What Is the Meaning of Isotopes?
Isotopes are atoms with the same number of electrons and protons but different numbers of neutrons. One element can have several different isotopes. They are all the same element but react in slightly different ways and have a different atomic mass.
An atom is the smallest particle of an element which still carries all the properties of the element. Everything except energy is made up of atoms. An atom consists of three components, which are the protons, electrons and neutrons. Protons and neutrons make up the nucleus (center) of the atom, with electrons on the outside.
Protons and Electrons
Protons carry a positive charge, and electrons carry a negative charge, holding the atom together by the same principle seen in magnets. In a standard or neutral atom, the number of protons and electrons are the same.
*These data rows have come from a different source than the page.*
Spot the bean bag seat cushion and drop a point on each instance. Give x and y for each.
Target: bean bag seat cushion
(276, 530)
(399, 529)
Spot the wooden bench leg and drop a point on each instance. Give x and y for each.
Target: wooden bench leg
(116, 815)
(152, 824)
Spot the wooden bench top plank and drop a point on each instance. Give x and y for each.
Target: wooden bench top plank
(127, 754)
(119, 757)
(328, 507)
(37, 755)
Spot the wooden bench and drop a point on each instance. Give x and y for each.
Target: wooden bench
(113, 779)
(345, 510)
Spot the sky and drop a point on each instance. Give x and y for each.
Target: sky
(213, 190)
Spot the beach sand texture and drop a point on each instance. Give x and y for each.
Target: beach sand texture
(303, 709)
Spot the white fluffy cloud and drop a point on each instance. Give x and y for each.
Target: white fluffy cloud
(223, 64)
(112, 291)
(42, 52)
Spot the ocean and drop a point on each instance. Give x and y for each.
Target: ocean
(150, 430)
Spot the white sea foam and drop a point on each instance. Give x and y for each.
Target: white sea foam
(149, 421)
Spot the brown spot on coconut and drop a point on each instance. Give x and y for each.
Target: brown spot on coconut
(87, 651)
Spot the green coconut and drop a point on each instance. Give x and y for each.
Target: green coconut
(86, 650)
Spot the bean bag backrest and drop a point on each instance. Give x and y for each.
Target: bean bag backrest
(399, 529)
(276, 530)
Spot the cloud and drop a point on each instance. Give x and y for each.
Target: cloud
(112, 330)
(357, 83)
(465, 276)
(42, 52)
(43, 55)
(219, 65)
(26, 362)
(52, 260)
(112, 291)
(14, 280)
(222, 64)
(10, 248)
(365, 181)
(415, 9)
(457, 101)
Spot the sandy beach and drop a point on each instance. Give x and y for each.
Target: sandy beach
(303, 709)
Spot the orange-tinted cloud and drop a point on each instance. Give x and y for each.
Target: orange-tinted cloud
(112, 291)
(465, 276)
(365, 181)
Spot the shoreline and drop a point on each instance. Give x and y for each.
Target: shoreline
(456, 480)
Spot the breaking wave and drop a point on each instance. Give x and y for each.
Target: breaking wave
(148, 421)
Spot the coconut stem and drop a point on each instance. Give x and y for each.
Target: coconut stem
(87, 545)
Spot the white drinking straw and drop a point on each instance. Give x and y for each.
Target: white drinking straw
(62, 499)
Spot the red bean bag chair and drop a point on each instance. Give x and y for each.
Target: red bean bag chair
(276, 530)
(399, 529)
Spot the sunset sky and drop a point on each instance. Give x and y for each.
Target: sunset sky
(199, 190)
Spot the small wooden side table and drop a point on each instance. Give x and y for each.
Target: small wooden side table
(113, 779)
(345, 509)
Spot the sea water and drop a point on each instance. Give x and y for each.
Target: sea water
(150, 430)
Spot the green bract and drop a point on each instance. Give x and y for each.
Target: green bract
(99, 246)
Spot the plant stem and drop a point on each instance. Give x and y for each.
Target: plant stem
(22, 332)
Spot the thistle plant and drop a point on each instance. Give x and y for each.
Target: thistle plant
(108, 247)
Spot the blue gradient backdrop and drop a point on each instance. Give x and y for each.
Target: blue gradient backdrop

Neutrons have the same mass as protons but are neutral (having no charge). Different isotopes have different numbers of neutrons but the same number of protons and electrons.
The atomic mass number is the number of neutrons plus the number of protons. Different isotopes of the same element have a different atomic mass due to the differing number of neutrons.
If an atom has too many or too few neutrons, it becomes unstable. Unstable atoms or isotopes are radioactive. Although it may survive intact for a short time, the nucleus of an unstable isotope will decay or change, expelling radiation in particle form or electromagnetic waves.